- Kingland Platform
Through the years, Kingland has continued its 'all-in' approach when it comes to security measures. We're revealing why we choose to encrypt everything when it comes to protecting our data for ourselves - and for our clients within their solutions - from potential threats.
It can be scary out there for security teams. According to a report from IBM, the average cost of a data breach has risen to $3.92 million. Couple this with the scrutiny of audits, industry expectations, and internal requirements and you can understand the attention to detail we and others must have when protecting our clients' turf.
Think about encryption as a way to protect your house. We'll delve into physical security for a moment here. You can choose to put a fence around your property and as long as no one gets through or around the fence, you could choose to leave everything inside the fence unlocked. Of course, there are people who could get through the fence so you may want to - at a minimum - lock the exterior doors. You're still left with the question of putting the same level of locking mechanisms on all your internal doors, but you may choose to leave it be since it's inside. You're making this decision based off your risk position.
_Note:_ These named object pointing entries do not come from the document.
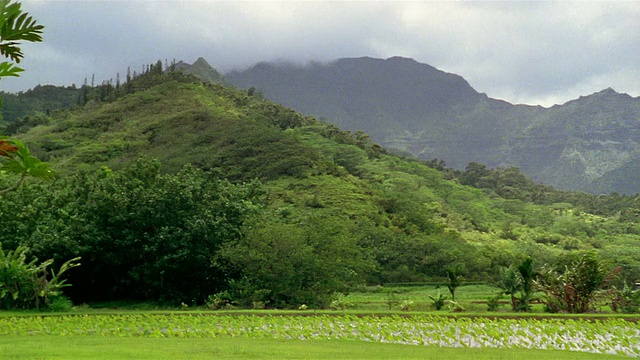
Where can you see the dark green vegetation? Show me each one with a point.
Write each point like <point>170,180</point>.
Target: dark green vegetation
<point>590,144</point>
<point>252,204</point>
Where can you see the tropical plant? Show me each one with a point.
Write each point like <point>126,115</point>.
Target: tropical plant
<point>453,280</point>
<point>626,300</point>
<point>15,26</point>
<point>29,284</point>
<point>438,301</point>
<point>16,160</point>
<point>578,288</point>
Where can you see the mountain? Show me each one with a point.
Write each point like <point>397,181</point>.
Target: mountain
<point>201,69</point>
<point>589,144</point>
<point>408,219</point>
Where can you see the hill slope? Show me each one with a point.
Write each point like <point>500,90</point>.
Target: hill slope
<point>587,144</point>
<point>401,213</point>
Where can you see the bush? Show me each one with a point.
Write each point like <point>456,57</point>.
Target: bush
<point>438,302</point>
<point>493,304</point>
<point>25,285</point>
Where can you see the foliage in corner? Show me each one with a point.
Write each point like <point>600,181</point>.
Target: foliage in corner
<point>25,285</point>
<point>15,26</point>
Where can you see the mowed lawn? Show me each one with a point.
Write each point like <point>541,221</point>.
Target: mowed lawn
<point>96,347</point>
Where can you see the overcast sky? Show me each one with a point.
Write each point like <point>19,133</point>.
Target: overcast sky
<point>523,52</point>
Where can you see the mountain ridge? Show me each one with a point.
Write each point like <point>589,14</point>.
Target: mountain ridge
<point>416,108</point>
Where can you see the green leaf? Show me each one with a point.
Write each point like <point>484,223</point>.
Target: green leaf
<point>8,69</point>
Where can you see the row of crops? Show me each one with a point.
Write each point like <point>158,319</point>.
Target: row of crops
<point>611,336</point>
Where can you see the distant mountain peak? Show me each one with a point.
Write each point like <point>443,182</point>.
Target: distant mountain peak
<point>202,70</point>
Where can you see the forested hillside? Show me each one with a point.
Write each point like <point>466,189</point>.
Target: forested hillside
<point>175,189</point>
<point>589,144</point>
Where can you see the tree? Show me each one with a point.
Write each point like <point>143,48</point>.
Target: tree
<point>15,26</point>
<point>578,288</point>
<point>286,265</point>
<point>453,280</point>
<point>516,280</point>
<point>16,159</point>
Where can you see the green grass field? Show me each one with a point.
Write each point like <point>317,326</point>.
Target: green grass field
<point>57,347</point>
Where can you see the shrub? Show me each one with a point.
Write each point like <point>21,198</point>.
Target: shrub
<point>25,285</point>
<point>438,302</point>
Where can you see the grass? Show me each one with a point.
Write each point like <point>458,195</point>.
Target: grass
<point>90,347</point>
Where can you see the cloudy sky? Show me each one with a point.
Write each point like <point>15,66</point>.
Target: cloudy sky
<point>523,52</point>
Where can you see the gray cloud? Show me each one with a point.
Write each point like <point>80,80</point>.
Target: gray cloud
<point>524,52</point>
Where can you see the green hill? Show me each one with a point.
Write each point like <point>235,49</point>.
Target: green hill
<point>332,197</point>
<point>588,144</point>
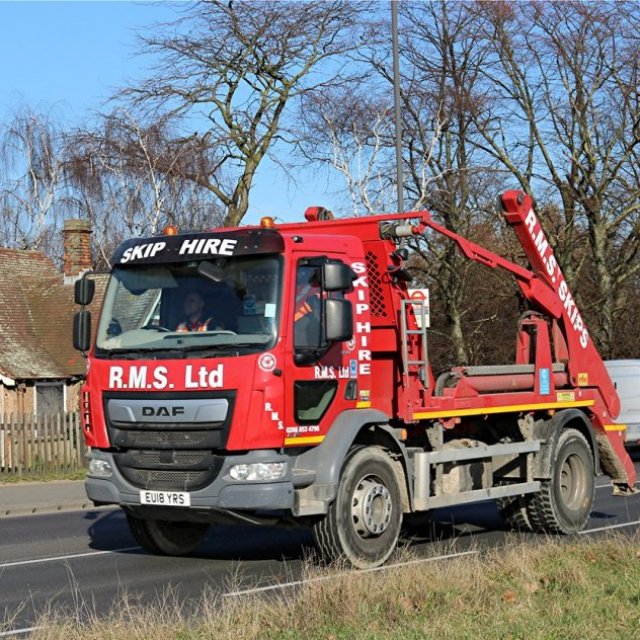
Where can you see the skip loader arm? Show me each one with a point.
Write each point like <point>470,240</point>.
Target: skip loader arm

While less than 50% of organizations implement an enterprise encryption strategy, at Kingland, our default approach is to encrypt everything to keep data as secure as possible. Each workstation is encrypted. The information on hard drives is encrypted. Even if an employee attaches an outside source to their workstation, it's immediately encrypted. You can't access specific areas of our buildings without the proper key. A benefit to encrypting everything is that you have several layers of security blanketing your information which makes it that much harder for bad actors to gain access. This same approach is taken with client solutions. For example, we provide direct, secure integration with a client's data systems.
Augmenting Security with the Cloud
Our use of cloud technologies enables our robust encryption mechanisms. Through the help of cloud technologies we can encrypt data at rest and in transit. We understand that data can be exposed in either state, which can leave a company vulnerable to bad actors. We encrypt data on-premise prior to sending data to the cloud. Security Information and Event Management software helps us aggregate and analyze activity from network devices, servers and more to discover trends, identify threats and receive alerts.
Transport Layer Security (TLS) and Secure Socket Layer (SSL) are two methods we use to help us communicate securely over our network. Creative work goes into ensuring seamless communication inside and outside of the enterprise among servers, microservices, applications and more.
Encrypting it All or Just Enough
Usually, organizations that choose not to encrypt everything believe their defense - up to a certain point - is safe enough that nothing past a specific point would cause a material impact to the organization. For example, let's let this Computerworld excerpt explain the risk position banks take with the use of ATM cards.
"An easy way to see how this is applied is to think about the PIN on your ATM card. Most banks have simple policies for ATM cards: You have a four-digit PIN; there is a limit on how much cash can be taken out of the account every day, say $500; and there is a policy that says after three wrong PIN attempts, the ATM annoyingly eats your card, usually on Friday afternoon just before you leave for that weekend in Vegas.
Now, assume the card is lost, and someone is attempting to get money from it illicitly. The chances of guessing the PIN correctly with no extra information (you didn't write the PIN on the back of the card, right?) are 1 in 10,000 for one try, or about 1 in 3,333 for the three tries you get. The hazard is $500, so the risk is about 15 cents. In other words, the bank can be pretty confident that over many thousands of depositors and ATM cards, the cost of this kind of fraud per card is about 15 cents each."
Again, this is about each organization's risk position. What's the percent chance a bad actor will get through my security door and how will that impact my organization?
Slowing Down Bad Actors
Another safety concept here regarding encryption is about slowing down the bad actors. Encryption can allow you to set up several obstacles with the hope that bad actors look elsewhere, give up, or the obstacles buy enough time for you to respond and mitigate the breach.
Getting to an encrypt everything state is really about making the commitment and investing the time and effort. While we have talented and creative people at Kingland, many times it's about accepting the cost for the end result. In our case, it's about the benefit of rigorous security practices which lower security risks that could impact how our clients work in their data-intensive and highly regulated industries.